Maps are pretty, but getting your data into them can be tricky, especially if you’re dealing with large datasets or performing complex analytics.
Esri, the Redlands, Calif., GIS software company, is currently road testing a new add-in for ArcGIS that promises to add analytic power and make the process of integrating enterprise data and maps far more intuitive.
Insights for ArcGIS, which was unveiled at the recent Federal GIS Conference in Washington, D.C., is a plug-in that offers an interface for accessing and analyzing information. When the user imports information – whether from a data warehouse, a geodatabase, an Excel spreadsheet or real-time streaming data -- the file format is automatically detected and the information is displayed as either tables, charts or maps. The legend allows users to interact directly with the underlying data.
For example, click on crime data that has a temporal element in a table, drag the data set to a chart and a window pops open showing a timeline of the data. Click on a point in the timeline and the appropriate data for that time period appears on the map.
Want to analyze the same data by neighborhoods? Simply open a layer that displays the neighborhood boundaries, drag and drop it on the map and the point data will be reanalyzed and automatically displayed as proportional icons by within neighborhoods. Want to quickly check the underlying data? Just click on a button to flip the map card and the program will display the data.
Insights also has built-in tools that make it easy to perform relatively sophisticated analysis with the click of a mouse. For example, a rate-of-change tool can be used to display -- either in chart form or on a map -- the changes in each neighborhood’s crime statistics.
Another feature is Insights recorder, which automatically records workflows that can be shared with others.
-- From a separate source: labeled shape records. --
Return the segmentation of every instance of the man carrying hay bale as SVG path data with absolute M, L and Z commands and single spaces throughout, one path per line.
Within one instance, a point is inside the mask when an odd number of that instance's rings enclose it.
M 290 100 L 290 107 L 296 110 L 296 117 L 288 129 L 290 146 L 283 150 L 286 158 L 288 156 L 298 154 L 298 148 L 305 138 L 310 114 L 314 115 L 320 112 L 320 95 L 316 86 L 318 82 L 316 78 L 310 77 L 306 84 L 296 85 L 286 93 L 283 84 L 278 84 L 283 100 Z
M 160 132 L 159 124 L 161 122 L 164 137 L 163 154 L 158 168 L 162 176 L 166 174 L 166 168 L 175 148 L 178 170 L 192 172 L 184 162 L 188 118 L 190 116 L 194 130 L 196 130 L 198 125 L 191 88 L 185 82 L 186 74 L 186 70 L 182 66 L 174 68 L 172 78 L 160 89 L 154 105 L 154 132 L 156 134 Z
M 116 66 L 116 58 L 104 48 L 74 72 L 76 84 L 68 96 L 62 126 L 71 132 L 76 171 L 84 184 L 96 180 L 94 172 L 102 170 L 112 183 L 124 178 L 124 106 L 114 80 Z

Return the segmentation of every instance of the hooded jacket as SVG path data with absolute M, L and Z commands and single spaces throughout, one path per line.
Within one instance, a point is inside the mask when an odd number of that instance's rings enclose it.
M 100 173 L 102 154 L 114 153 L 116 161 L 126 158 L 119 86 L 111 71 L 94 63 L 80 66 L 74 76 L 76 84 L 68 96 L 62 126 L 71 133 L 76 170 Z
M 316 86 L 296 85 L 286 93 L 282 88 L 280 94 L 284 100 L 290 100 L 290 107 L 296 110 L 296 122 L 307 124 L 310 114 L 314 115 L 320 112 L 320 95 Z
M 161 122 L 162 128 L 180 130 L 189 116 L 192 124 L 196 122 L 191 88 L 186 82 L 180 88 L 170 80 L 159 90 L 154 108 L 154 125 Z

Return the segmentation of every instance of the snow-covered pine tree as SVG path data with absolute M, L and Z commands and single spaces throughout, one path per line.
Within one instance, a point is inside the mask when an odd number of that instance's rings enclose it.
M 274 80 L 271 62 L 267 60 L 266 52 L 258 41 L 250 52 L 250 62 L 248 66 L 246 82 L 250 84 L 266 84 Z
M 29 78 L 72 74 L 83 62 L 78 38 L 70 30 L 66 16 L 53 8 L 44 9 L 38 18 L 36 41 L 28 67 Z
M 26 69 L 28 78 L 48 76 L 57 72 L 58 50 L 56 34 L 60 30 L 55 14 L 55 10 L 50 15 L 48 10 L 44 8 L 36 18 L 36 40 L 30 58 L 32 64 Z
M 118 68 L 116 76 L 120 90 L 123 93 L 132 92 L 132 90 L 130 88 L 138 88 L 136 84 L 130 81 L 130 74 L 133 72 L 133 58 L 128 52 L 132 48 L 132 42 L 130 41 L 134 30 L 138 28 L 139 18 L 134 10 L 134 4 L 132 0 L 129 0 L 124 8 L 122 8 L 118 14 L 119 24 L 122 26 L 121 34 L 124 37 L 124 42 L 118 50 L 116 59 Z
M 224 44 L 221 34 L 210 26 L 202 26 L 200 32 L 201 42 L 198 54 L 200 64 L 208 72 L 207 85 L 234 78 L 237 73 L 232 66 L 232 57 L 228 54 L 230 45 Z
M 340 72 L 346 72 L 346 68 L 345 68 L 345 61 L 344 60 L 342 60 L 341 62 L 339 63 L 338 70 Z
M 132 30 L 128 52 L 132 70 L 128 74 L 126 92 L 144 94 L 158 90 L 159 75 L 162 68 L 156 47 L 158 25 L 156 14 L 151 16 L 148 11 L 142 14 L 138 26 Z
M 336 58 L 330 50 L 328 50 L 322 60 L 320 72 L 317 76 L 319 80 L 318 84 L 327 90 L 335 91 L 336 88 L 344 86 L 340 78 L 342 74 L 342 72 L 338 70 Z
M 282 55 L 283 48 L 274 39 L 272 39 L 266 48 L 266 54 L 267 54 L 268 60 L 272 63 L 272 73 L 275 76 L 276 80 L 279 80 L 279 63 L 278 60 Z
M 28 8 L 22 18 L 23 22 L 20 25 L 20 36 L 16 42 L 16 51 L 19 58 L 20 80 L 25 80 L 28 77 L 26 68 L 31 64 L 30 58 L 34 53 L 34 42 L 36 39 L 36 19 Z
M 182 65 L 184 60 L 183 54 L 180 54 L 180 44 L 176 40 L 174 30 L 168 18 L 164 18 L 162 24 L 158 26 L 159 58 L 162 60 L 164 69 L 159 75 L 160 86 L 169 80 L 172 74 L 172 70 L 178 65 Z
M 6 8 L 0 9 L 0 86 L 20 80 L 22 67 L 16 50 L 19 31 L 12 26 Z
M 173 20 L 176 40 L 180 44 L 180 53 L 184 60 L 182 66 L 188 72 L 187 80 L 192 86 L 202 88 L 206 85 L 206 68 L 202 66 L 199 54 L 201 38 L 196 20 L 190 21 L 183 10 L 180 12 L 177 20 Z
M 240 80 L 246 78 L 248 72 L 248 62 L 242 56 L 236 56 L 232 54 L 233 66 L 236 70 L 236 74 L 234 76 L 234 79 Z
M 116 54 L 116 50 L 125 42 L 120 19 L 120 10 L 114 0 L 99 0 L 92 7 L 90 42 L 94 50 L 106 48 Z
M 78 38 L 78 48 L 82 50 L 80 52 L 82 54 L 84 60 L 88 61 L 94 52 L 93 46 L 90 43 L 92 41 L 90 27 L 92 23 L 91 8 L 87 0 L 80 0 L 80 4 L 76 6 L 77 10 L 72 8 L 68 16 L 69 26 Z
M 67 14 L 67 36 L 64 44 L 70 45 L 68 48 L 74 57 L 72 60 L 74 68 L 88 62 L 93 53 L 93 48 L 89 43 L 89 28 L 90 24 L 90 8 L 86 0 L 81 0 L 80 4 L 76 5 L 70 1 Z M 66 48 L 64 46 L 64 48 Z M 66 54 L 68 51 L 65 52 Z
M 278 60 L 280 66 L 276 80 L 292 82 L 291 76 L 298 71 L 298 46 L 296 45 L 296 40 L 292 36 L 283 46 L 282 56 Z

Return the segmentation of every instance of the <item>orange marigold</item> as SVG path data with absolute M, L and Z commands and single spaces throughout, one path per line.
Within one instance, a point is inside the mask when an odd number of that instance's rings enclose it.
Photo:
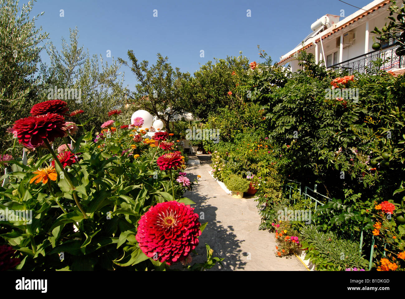
M 34 171 L 33 173 L 35 173 L 36 175 L 30 180 L 30 184 L 32 184 L 32 182 L 36 179 L 35 182 L 36 184 L 38 184 L 41 181 L 42 181 L 42 182 L 44 184 L 46 184 L 48 182 L 48 179 L 51 181 L 56 181 L 58 177 L 56 171 L 52 165 L 49 165 L 44 168 L 40 168 Z

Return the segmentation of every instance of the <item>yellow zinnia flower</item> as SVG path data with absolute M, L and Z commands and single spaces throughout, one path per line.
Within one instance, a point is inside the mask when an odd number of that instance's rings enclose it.
M 40 168 L 38 170 L 34 171 L 33 173 L 36 175 L 30 181 L 30 184 L 32 184 L 32 182 L 36 179 L 35 182 L 36 184 L 38 184 L 41 180 L 42 182 L 46 184 L 48 182 L 48 179 L 49 179 L 51 181 L 56 181 L 58 178 L 58 175 L 56 174 L 56 171 L 52 165 L 50 165 L 45 168 Z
The workflow can also be edited, and recipients of the workflow can input their own data and rerun the analysis. Workflows also can be converted to HTML with a single click and then be shared with the public on a website.
While Insights doesn’t add new analytic capabilities to ArcGIS, it does make the tools already supported much more accessible and easy to use. That in itself is a game changer, said Esri CTO Art Haddad. “Think of it as a fusion of data and spatial analysis and a new way of thinking about GIS,” he said.
Esri plans to offer Insights to early adopters and beta testers within a few weeks, and to release the program later in the year.